Does the Appveyor image have a JRE installed? If so, I may be able to make
something work.

On Fri, Apr 24, 2015 at 4:47 PM, nulltoken notifications@github.com wrote:

Another option might be DeleGate
http://www.delegate.org/delegate/Manual.htm which is also available as
a chocolatey package https://chocolatey.org/packages/DeleGate.

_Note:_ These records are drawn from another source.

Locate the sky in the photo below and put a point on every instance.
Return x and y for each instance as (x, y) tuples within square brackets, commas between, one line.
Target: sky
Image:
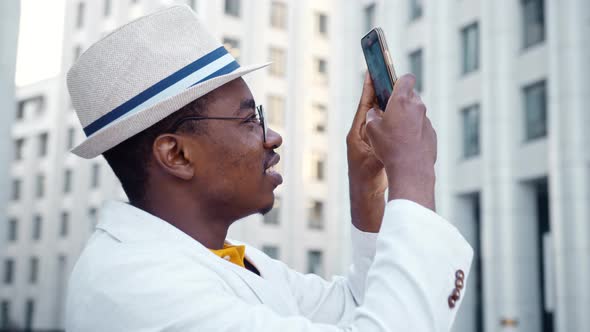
[(40, 40)]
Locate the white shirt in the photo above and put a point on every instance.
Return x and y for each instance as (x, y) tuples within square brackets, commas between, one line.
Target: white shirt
[(139, 273)]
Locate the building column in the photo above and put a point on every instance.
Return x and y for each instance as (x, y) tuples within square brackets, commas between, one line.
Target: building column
[(568, 28), (511, 290), (9, 20)]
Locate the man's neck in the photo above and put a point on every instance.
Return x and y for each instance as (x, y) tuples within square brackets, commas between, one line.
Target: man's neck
[(208, 229)]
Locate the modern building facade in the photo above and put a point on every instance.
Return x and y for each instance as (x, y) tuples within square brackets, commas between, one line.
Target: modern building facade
[(55, 196), (504, 85)]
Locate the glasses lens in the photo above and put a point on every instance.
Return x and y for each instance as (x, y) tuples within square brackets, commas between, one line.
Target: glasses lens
[(262, 118)]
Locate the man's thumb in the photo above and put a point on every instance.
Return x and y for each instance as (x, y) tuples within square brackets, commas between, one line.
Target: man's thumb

However, I'd really like someone with proxy skills to take another look at
the manual, as I'm a bit out of my depth here.

—
Reply to this email directly or view it on GitHub
#2106 (comment).

[nulltoken]

@ethomson http://www.appveyor.com/docs/installed-software states that the following are installed:

Java SE Development Kit (JDK)

• JDK 1.7 x64 (C:\Program Files\Java\jdk1.7.0\bin - default in PATH)
• JDK 1.7 x86 (C:\Program Files (x86)\Java\jdk1.7.0\bin)
• JDK 1.8 x64 (C:\Program Files\Java\jdk1.8.0)
• JDK 1.8 x86 (C:\Program Files (x86)\Java\jdk1.8.0)

[ethomson]

OK, I think I have a proxy that I can bring to the party that I've used for testing previously.

[ghost]

I've also tried setting up squid with ntlm_fakeauth via http://wiki.squid-cache.org/ConfigExamples/Authenticate/LoggingOnly but something goes wrong and the connection is terminated (at least with curl)

[carlosmn]

I started looking into it, and while we can have a guess that a server will support Basic, it opens up a can of worms about whether people do want to have their password in plaintext or whether a program/user would prefer to be asked for them as needed, possibly using the same cred callbacks we already have for the endpoint.

It also opens up whether we'd like to allow the user to specify the want NTLM auth or what.

[carlosmn]

Fixed as part of #3110 we now extract the auth info from caller- or config-provided urls.